Cool Heads in Dangerous Situations
He also described two incidents where it appeared that officers were dealing with armed suspects. In one, officers were dealing with a cab driver who had been stiffed a fare late at night when a man came out of a home holding what appeared to be a pistol. Police were able to talk him into putting down the weapon without using their own weapons.
"The whole time the officers thought it was a weapon, but it turned out to be a BB gun," Deveau said. "It shows how well the officers responded."
Another time, police went to a home where domestic violence had been reported, and they thought they heard someone loading a shotgun, Deveau said. Police defused the situation and no gun was found.
The Police Department can have up to 47 officers, but Deveau said due to retirements, injuries and other reasons, they currently gave only 41 officers available. Just a few years ago, the department had 55 officers, he added.
The department will get some relief with four candidates currently enrolled in the Police Academy and two more ready to start in September, Deveau said.
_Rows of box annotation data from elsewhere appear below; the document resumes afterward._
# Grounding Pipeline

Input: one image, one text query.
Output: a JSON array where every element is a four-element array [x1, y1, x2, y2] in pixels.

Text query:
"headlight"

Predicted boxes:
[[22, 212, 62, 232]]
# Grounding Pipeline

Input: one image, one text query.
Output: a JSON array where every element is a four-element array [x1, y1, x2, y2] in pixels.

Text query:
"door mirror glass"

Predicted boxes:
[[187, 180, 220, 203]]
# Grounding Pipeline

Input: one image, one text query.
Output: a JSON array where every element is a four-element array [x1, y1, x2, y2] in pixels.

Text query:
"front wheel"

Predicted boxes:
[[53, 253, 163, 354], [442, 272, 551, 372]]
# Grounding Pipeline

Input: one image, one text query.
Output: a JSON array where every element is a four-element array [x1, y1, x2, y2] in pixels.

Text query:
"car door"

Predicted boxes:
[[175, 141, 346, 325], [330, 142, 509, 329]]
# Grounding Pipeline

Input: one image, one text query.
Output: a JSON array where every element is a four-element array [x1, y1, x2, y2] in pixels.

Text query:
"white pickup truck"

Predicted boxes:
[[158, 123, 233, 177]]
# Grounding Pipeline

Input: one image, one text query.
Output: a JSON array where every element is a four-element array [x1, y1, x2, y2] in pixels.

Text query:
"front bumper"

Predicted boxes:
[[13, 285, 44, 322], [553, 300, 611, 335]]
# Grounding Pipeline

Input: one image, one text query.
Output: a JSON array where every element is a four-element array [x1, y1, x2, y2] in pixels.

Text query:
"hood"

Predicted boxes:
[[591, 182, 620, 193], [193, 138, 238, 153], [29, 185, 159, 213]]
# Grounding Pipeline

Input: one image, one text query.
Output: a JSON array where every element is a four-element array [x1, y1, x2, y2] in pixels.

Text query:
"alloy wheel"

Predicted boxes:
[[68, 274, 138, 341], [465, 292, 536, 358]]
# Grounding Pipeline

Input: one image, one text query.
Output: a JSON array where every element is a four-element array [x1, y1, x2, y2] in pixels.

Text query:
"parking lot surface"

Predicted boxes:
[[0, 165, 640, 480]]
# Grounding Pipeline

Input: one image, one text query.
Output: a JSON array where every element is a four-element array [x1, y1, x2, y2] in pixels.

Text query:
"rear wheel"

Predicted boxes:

The Police Department has lost some programs due to having a smaller staff, Deveau said, including the DARE program and Cops for Kids, where police get to know middle school students.
He worries more may be lost, and said the high school will not have a school resource officer (SRO) next year because the current officer is going on maternity leave.
"If we took somone out of patrol to be SRO, we would not be able to sustain it," Deveau said. "We would need so much overtime coverage."
Another position Deveau said he would like to fill is have an officer be part of the Southern Middlesex County Drug Task Force, a group that includes police departments from several communities in the area.
"We haven't had someone assigned to it for more than a year," Deveau said. "They said we need to step up or step out."
Drug users and the affect of drugs have an impact on Watertown, he said. He suspects the string of home breakins is related to drugs and a drug user.